While chatting with the Bluegills at their home on New Year's Eve, I drunkenly spotted a 3-CD set that piqued my curiosity. It proves to be a better story that I would have imagined, as relayed to me by Bluegill and described here:
WORK HARD, PLAY HARD, PRAY HARD : HARD TIME, GOOD TIME & END TIME MUSIC, 1923-1936
Work, play, pray – the lifecycle of the rural America that created our greatest generation of country music, 1923 to 1936. These volumes survey songs of labor and occupation, hardship and loss; dance tunes, comic numbers, and novelties that provided distraction and fun; and the hymns and sacred pieces that reached beyond the raw material of daily existence for something enduring. Work Hard, Play Hard, Pray Hard features 19 previously un-reissued sides and is largely drawn from the collection of the late Don Wahle of Louisville, Kentucky. A hillbilly 78 collector for many years, his records were hours away from the dump when producer Nathan Salsburg recovered them. Compiled and annotated by Salsburg with accompanying essays by Sarah Bryan (editor of the Old Time Herald), Amanda Petrusich (New York Times; author of It Still Moves), and John Jeremiah Sullivan(Southern editor of the Paris Review; author of Blood Horses and the essay collection Pulphead).
Fascinating stuff, and all the dissidents present last evening instinctively recognized the uncanny metaphorical relevance of hard times, good times and especially end times as these concepts pertain to the white bread bicentennial celebrations we're about to endure in New Albany this coming year. Let's just say that it gave us some ideas for agitprop.

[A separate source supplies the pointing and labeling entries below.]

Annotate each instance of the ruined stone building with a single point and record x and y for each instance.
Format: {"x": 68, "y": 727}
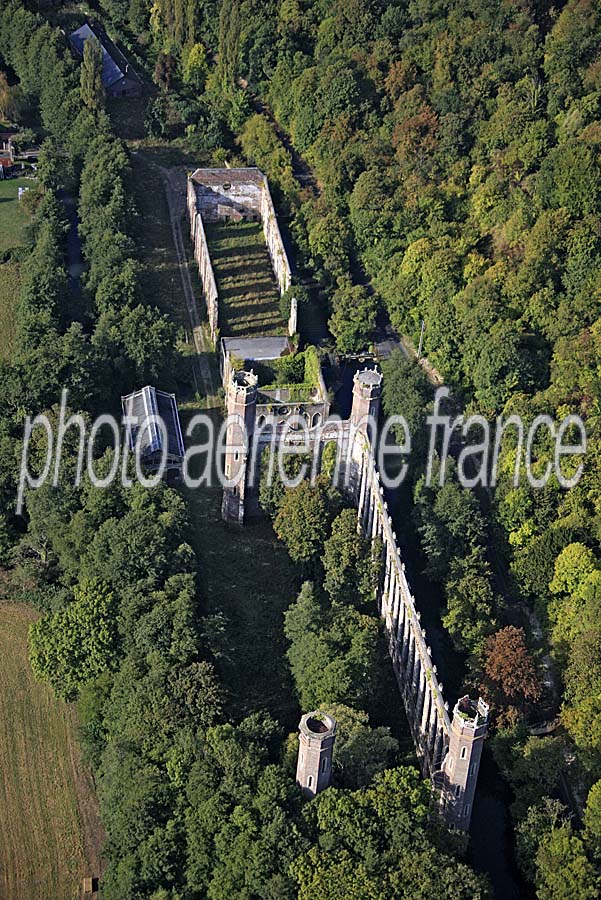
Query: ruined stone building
{"x": 263, "y": 415}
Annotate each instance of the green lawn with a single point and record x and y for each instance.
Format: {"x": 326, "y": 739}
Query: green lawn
{"x": 49, "y": 829}
{"x": 248, "y": 291}
{"x": 246, "y": 575}
{"x": 13, "y": 219}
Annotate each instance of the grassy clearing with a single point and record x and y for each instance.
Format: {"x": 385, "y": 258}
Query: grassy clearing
{"x": 161, "y": 282}
{"x": 10, "y": 283}
{"x": 248, "y": 291}
{"x": 13, "y": 218}
{"x": 246, "y": 574}
{"x": 49, "y": 831}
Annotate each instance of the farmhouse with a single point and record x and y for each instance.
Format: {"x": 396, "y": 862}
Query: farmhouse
{"x": 118, "y": 77}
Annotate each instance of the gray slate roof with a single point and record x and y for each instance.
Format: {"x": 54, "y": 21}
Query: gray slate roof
{"x": 114, "y": 64}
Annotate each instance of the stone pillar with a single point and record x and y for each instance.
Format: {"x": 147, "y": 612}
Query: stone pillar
{"x": 438, "y": 747}
{"x": 317, "y": 733}
{"x": 426, "y": 711}
{"x": 362, "y": 494}
{"x": 414, "y": 675}
{"x": 421, "y": 693}
{"x": 367, "y": 392}
{"x": 407, "y": 637}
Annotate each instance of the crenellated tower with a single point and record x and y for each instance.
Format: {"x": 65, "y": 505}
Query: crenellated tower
{"x": 317, "y": 733}
{"x": 241, "y": 412}
{"x": 363, "y": 422}
{"x": 461, "y": 764}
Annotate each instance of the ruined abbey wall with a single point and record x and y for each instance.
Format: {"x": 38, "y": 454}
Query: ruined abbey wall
{"x": 216, "y": 195}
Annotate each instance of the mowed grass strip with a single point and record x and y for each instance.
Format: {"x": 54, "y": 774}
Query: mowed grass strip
{"x": 10, "y": 286}
{"x": 248, "y": 291}
{"x": 42, "y": 842}
{"x": 246, "y": 575}
{"x": 13, "y": 218}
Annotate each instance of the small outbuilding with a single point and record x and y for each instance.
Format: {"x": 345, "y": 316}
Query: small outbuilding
{"x": 118, "y": 76}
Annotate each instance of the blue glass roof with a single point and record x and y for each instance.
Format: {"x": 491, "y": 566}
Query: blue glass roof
{"x": 145, "y": 404}
{"x": 110, "y": 70}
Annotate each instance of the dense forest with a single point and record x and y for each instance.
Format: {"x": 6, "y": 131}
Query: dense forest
{"x": 455, "y": 179}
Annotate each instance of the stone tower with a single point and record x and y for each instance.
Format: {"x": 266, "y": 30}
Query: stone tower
{"x": 317, "y": 732}
{"x": 461, "y": 763}
{"x": 367, "y": 393}
{"x": 241, "y": 412}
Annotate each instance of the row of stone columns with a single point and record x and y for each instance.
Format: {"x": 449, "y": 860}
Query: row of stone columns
{"x": 413, "y": 672}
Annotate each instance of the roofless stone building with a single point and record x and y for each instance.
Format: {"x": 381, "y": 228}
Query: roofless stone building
{"x": 448, "y": 750}
{"x": 234, "y": 195}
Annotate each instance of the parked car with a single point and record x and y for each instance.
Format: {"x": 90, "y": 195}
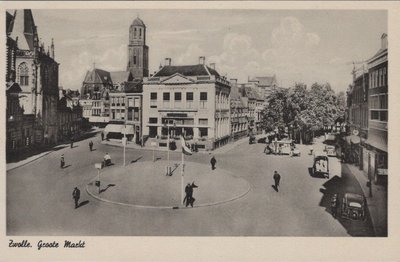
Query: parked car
{"x": 321, "y": 164}
{"x": 353, "y": 207}
{"x": 330, "y": 150}
{"x": 296, "y": 152}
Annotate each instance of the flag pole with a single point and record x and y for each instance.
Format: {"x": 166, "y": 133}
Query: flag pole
{"x": 182, "y": 172}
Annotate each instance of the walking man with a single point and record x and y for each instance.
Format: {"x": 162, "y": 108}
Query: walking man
{"x": 213, "y": 162}
{"x": 189, "y": 194}
{"x": 62, "y": 161}
{"x": 277, "y": 179}
{"x": 76, "y": 194}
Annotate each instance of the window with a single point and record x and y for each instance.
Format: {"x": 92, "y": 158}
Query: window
{"x": 153, "y": 120}
{"x": 166, "y": 96}
{"x": 189, "y": 96}
{"x": 203, "y": 96}
{"x": 136, "y": 114}
{"x": 203, "y": 121}
{"x": 374, "y": 115}
{"x": 23, "y": 74}
{"x": 203, "y": 99}
{"x": 189, "y": 99}
{"x": 203, "y": 132}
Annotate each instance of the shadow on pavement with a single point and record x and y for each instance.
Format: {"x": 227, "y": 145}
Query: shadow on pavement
{"x": 341, "y": 185}
{"x": 316, "y": 175}
{"x": 83, "y": 203}
{"x": 137, "y": 159}
{"x": 108, "y": 186}
{"x": 16, "y": 157}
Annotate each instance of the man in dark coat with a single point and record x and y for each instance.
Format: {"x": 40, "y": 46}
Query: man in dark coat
{"x": 277, "y": 179}
{"x": 62, "y": 161}
{"x": 189, "y": 194}
{"x": 76, "y": 194}
{"x": 213, "y": 162}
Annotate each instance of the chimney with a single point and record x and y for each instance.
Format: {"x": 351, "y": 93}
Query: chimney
{"x": 384, "y": 42}
{"x": 202, "y": 60}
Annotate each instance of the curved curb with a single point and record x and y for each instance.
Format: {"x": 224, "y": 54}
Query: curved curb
{"x": 30, "y": 161}
{"x": 168, "y": 207}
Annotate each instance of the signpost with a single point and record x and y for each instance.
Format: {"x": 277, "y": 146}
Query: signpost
{"x": 98, "y": 166}
{"x": 153, "y": 144}
{"x": 124, "y": 142}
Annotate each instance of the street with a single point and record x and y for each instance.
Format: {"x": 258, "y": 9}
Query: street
{"x": 39, "y": 197}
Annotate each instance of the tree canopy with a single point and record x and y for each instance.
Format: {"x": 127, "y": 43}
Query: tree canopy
{"x": 306, "y": 109}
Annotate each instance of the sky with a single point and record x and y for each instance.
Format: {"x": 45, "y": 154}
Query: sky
{"x": 296, "y": 45}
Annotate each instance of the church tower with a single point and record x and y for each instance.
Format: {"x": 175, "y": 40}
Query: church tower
{"x": 138, "y": 51}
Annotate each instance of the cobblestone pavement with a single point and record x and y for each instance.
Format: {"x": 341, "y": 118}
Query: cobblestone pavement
{"x": 39, "y": 198}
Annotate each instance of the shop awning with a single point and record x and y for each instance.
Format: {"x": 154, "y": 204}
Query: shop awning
{"x": 353, "y": 139}
{"x": 128, "y": 130}
{"x": 113, "y": 128}
{"x": 377, "y": 143}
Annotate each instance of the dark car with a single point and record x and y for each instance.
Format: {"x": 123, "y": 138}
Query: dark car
{"x": 353, "y": 206}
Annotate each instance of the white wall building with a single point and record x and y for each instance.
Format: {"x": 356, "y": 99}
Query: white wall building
{"x": 194, "y": 99}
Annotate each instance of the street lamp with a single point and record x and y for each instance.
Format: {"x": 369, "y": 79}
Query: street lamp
{"x": 167, "y": 125}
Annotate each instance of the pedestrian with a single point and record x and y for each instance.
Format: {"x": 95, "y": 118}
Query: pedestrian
{"x": 189, "y": 199}
{"x": 277, "y": 179}
{"x": 188, "y": 195}
{"x": 213, "y": 162}
{"x": 91, "y": 145}
{"x": 334, "y": 205}
{"x": 76, "y": 194}
{"x": 62, "y": 161}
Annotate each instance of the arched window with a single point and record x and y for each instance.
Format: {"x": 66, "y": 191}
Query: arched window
{"x": 23, "y": 74}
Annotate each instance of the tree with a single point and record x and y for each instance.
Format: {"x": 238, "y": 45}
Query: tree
{"x": 303, "y": 109}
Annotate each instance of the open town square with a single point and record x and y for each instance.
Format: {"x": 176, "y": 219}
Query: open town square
{"x": 149, "y": 123}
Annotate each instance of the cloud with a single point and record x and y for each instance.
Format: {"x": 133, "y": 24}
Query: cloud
{"x": 190, "y": 56}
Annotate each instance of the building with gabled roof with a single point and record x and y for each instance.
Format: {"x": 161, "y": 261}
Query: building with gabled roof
{"x": 36, "y": 73}
{"x": 188, "y": 100}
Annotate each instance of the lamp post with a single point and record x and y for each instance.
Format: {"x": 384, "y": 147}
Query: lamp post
{"x": 124, "y": 142}
{"x": 167, "y": 125}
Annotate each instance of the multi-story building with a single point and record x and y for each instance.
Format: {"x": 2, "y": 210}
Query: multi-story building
{"x": 188, "y": 100}
{"x": 239, "y": 122}
{"x": 265, "y": 84}
{"x": 70, "y": 120}
{"x": 36, "y": 74}
{"x": 357, "y": 102}
{"x": 375, "y": 155}
{"x": 95, "y": 96}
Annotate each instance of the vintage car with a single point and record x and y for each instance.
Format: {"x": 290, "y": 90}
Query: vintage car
{"x": 295, "y": 151}
{"x": 321, "y": 165}
{"x": 330, "y": 150}
{"x": 281, "y": 147}
{"x": 353, "y": 207}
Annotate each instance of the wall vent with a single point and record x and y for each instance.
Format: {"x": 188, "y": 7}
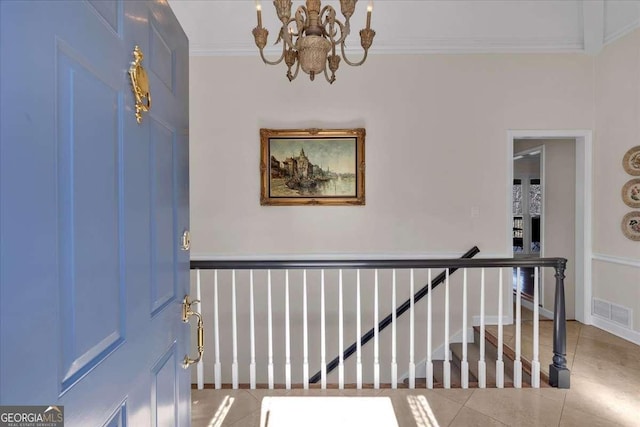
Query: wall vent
{"x": 614, "y": 312}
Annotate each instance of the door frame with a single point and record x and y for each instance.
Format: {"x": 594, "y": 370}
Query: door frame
{"x": 541, "y": 150}
{"x": 583, "y": 213}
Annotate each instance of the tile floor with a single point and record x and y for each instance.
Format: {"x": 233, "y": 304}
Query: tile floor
{"x": 605, "y": 391}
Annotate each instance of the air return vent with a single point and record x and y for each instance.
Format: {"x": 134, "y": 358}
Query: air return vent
{"x": 614, "y": 312}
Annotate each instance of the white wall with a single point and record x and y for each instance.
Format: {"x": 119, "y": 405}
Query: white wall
{"x": 435, "y": 148}
{"x": 616, "y": 269}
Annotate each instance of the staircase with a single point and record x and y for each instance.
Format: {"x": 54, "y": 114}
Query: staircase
{"x": 491, "y": 355}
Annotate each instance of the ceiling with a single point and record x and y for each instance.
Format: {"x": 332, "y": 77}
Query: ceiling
{"x": 217, "y": 27}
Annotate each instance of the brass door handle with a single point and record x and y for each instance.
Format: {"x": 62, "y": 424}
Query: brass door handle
{"x": 186, "y": 315}
{"x": 139, "y": 84}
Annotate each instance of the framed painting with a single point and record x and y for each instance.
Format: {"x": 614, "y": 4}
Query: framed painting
{"x": 312, "y": 167}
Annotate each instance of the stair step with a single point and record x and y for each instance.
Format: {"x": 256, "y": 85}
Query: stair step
{"x": 438, "y": 374}
{"x": 509, "y": 357}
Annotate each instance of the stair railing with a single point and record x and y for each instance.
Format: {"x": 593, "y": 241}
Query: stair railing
{"x": 558, "y": 371}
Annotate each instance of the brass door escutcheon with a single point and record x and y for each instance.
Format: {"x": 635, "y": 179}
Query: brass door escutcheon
{"x": 139, "y": 84}
{"x": 186, "y": 241}
{"x": 186, "y": 314}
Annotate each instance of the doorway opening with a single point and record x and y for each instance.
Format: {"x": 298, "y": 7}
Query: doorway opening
{"x": 579, "y": 290}
{"x": 527, "y": 215}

While you're digesting these and other "fun" times, learn more about the man who compiled the set, Nathan Salsburg.
ONE OF THE FINEST FINGER-PICKERS TO EMERGE IN RECENT YEARS FROM LOUISVILLE, KY, NATHAN SALSBURG ALSO WORKS AS A CURATOR AND ARCHIVIST FOR THE ALAN LOMAX COLLECTION. RESPONSIBLE FOR CATALOGUING THE THOUSANDS OF HOURS OF INTERNATIONAL FIELD RECORDINGS MADE BY THE INDEFATIGABLE ETHNOMUSICOLOGIST, IT’S A VOCATION RATHER THAN A DAY JOB FOR THIS OLD-TIME MUSIC ENTHUSIAST.
By Melissa Osborne (Wheel Me Out)
What’s the best thing about your line of work? The joy of discovery. It’s like every new singer or song puts a little pin on the map for itself, and makes the world that much more complex and exciting. I also love hearing threads tie together – you know, like the way the Irish Sean Nós singers often finish their songs by speaking their last lines. That shows up occasionally in Canadian ballads too, and those connections—that continuity and influence across time and space—just bring me such happiness.